On s’en aperçoit notamment lors des fêtes de mariage, dans des complexes touristiques privés ou sur des « plages familiales » où l’on est connu, et reconnu par les commerçants qui vous rappellent « votre dette historique ». Bénéficiant d’une certaine aisance, les jeunes de France profitent de cette revalorisation tout en subissant parfois un mépris de classe de la part d’Algériens mieux dotés ; pour leur part, les plus aisés combinent les vacances familiales avec un tourisme culturel et la découverte d’autres régions du pays.
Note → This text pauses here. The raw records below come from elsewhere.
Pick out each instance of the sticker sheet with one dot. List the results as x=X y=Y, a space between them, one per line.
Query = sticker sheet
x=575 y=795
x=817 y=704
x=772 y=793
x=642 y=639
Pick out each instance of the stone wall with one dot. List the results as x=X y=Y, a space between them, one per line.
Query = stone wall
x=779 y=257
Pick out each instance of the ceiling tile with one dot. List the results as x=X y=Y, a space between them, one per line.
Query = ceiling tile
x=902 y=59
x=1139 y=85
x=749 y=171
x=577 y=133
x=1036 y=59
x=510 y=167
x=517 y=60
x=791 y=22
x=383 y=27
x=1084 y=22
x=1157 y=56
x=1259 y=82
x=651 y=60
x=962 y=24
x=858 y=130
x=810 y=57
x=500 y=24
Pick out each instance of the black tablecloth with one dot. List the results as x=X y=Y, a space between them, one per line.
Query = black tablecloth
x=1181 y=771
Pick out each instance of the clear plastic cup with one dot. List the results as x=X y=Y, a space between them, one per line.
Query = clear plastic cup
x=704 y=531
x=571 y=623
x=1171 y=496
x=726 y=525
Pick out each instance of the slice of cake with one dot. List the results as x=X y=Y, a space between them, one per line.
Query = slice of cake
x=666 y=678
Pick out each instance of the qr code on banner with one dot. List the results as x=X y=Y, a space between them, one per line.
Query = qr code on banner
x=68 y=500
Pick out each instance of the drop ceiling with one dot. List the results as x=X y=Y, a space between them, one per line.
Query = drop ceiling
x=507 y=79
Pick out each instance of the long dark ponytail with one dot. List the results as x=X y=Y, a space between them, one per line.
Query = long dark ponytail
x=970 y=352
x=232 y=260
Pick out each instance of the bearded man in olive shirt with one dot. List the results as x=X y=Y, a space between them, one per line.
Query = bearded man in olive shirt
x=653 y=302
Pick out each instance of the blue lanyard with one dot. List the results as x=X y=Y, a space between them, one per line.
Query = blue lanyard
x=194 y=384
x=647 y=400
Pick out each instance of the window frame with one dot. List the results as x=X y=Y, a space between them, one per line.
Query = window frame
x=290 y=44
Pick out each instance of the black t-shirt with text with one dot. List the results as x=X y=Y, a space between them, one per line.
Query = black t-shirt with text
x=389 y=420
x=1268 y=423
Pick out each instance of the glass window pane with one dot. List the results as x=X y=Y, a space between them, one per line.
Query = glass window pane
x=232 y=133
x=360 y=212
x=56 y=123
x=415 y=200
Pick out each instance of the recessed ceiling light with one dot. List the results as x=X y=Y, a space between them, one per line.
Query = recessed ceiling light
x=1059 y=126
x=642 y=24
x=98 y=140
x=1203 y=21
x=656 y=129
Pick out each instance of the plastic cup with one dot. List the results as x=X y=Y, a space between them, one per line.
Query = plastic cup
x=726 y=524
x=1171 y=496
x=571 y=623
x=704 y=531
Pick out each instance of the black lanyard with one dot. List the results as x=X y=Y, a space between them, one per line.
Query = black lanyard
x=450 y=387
La parenthèse enchantée du retour au bled peut tourner au cauchemar pour les « sans possession » : c’est la maison de famille qui fait partage.
À cheval entre la France et l’Algérie, entre parentèle et parenté, entre héritage et statut social, le livre de Jennifer Bidet nous fait sentir toute la douleur qui circule chaque été pour équilibrer les pneus de la dépendance, des échanges réciproques et de la liberté. Il nous rappelle combien les dépendances affectives s’ancrent dans une histoire sociale tout autant que dans un solide glacis familial, des liens souterrains si difficiles d’accès lorsqu’on cherche à comprendre les inscriptions intimes et historiques des individus.